“‘I marvel at the creature: so secret and so sly as he is, to come sporting in the pool before our very window. Does he think that men sleep without watch all night? Why does he think so?'”
The Forbidden Pool
Frodo is woken early by Faramir (and Sam joins them) to come inspect a black creature darting around in the forbidden pool, below. And so one of my questions–what of Gollum?–is quickly answered–at least, for the short-term.
Frodo goes about rescuing Gollum, of all things, and he comes. That Gollum should refer to Sam as “the cross rude hobbit” was amusing. I don’t know why the “treachery” Frodo used to save him and the rough handling of Smeagol should rub me the wrong way, but I felt like Smeagol, vile as he is, was justified in being angry. And Tolkien displays him incredibly.
For example: “We are lost, lost. No name, no business, no Precious, nothing. Only empty. Only hungry: yes we are hungry. A few little fishes, nasty bony little fishes, for a poor creature, and they say death. So wise they are; so just, so very just.” When Gollum says that, I felt real pity for him. It shows that he’s quite intelligent. He’s cleverly trying to escape with his life, relying on the pity of his captors. But even though he can say how miserable he is, I can’t help but wonder if he is really aware of his own misery more than an animal is. How self-reflective is he? And that makes me pity him more, but not in the way Gollum was trying manipulate Faramir into pitying him. I’m having a hard time describing how that passage made me feel and think, but suffice it to say that Gollum is just such a sad, wretched, being, in spite of his evil nature. Part of me wants him to die, to be put out of his misery, but there’s still a part of me that wishes he could be cured, or redeemed. And again, Tolkien’s handling of Gollum is brilliant.
The chapter ends with a stern warning from Faramir. Don’t trust Smeagol, and whatever you do, don’t go to Cirith Ungol! But, as Frodo points out, what other choice is there?
It’s interesting that Gollum’s fate is so tied up with the Ring. I mean, sure, it makes some sense given how long he possessed it. But, if that’s why he is so drawn to it, if that’s why he is fated to help Frodo destroy it, then why isn’t Bilbo more involved? And, for that matter, when will the “pity of Bilbo” decide the fate of many (or whatever Gandalf’s warning to Frodo was)?
As the story goes I see now how it’s good that Gollum is still around to help guide Frodo, but I say again that if Bilbo had just killed Gollum outright there would be no need for Gollum now to help (and no, you don’t need to remind me of what Gandalf said to Frodo when he wished Bilbo had killed him). In the end, I know, there’s no arguing with Fate (or should I say, Tolkien?).
Finally, a bit nit-picky and a change of subject, but I was looking at the map at the front of the book and it makes little sense to me that Minas Morgul isn’t become Sauron’s main gate into Mordor.

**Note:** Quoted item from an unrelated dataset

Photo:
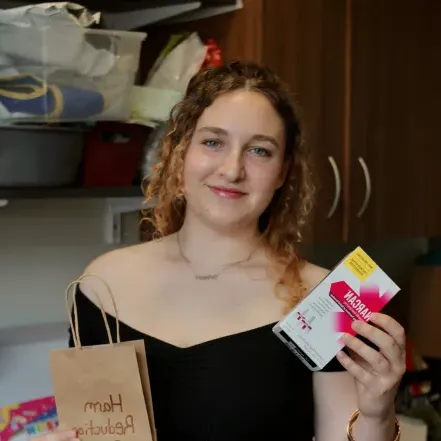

It’s just over the river from Minas Tirith, so if he focused his force and power there, it would be to his advantage. After all, Men fear it completely, already.
Morannon opens only upon the Dagorlad which is itself totally abandoned and empty. Why does Sauron focus his attention there where an attack seems much less likely? The maps in the book aren’t by Tolkien, did he ever draw maps of Middle-earth? If so, why aren’t they included?